One of the MPs from southwest Khasi Hills reportedly said young people should depend on themselves and not on political patronage for jobs. However, he was surprised with a text message mistakenly sent to another Whatsapp group where he asked his supporters to apply for vacant positions in government departments. So it is clear that the words and actions do not match. Merit went for a toss and thrown out the window. The ruling class controls the government’s “labor market”.
The proliferation of illegal coke factories under Sutnga Elaka in East Jaintia Hills cannot happen without a traditional link between leaders, bureaucrats and politicians. The trick that got the job done is money, bribes, corruption, and personal interests. One of the owners is an MDA government minister.

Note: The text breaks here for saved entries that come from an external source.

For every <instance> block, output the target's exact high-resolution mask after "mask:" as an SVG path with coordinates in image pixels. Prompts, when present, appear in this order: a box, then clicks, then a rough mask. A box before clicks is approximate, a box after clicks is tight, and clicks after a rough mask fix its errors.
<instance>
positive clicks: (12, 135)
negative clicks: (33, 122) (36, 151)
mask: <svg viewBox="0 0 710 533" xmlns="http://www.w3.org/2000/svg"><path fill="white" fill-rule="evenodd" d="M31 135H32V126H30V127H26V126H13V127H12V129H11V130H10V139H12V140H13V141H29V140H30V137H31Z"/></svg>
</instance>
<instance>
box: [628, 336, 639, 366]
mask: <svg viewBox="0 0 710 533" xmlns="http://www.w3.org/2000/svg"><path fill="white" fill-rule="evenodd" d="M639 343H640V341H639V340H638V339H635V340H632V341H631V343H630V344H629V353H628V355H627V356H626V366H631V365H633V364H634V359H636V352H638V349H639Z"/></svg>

How did the 32 coking plants, which have become dangerous to health, obtain the authorization of the one-stop shop under the presidency of the Prime Minister himself to install units adjacent to human habitats? How can the illegal and polluting “chimneys” function to literally stifle the breath of the villagers? Why have we welcomed businessmen exiled from Arunachal Pradesh with open arms to pollute and damage our environment? Who benefits from this nefarious deal? How dare the factories not to comply with the closing orders of the Deputy Commissioner of July 15? Who are the owners linked to? Why was the CD unable to sanction the non-compliance? The government is teaching citizens this: “You can even do questionable business as long as you have the right connections.”
What follows is a brazen and blatant disregard for the law. Coke factories were able to secure an uninterrupted supply of raw material – coal amid a mining ban by the Supreme Court. Wasn’t NGT aware of this? Was the district administration blind? Did the police look away? Was the state government ignorant? Why did the tribunal not take cognizance of the multiple reports of illegal coke factories on the motorcycle? The coke and coal illegalities, scam and favoritism in MeECL are public lessons about the lack of fairness in the state.
It is astonishing that the income support for the poor promised at the start of the pandemic almost two years ago has still not been accelerated. This requires relentless monitoring by Thma U Rangli-Juki (TUR) to hope that beneficiaries actually receive the meager Rs 2,100 intended for the 2019 lockdown. Without civil society, it would have been an undetected “pandemic scam” that enriches few pockets. This is a classic example of the poor taken for granted and exploited by the powerful.
One group alleged special treatment to the BJP. The Saffron Party was allowed to hold political meetings during the pandemic in the presence of a secretary general in Shillong and Nongpoh, even bypassing deputy commissioners and exceeding the participant limit. Apparently there would have been no subsequent censorship for the violations. If the BJP is allowed to hold political rallies while the coronavirus is raging, why not for other parties? If in Laban’s meeting the violators are not punished, why are others fined elsewhere for the same offense? We demand equality as a right!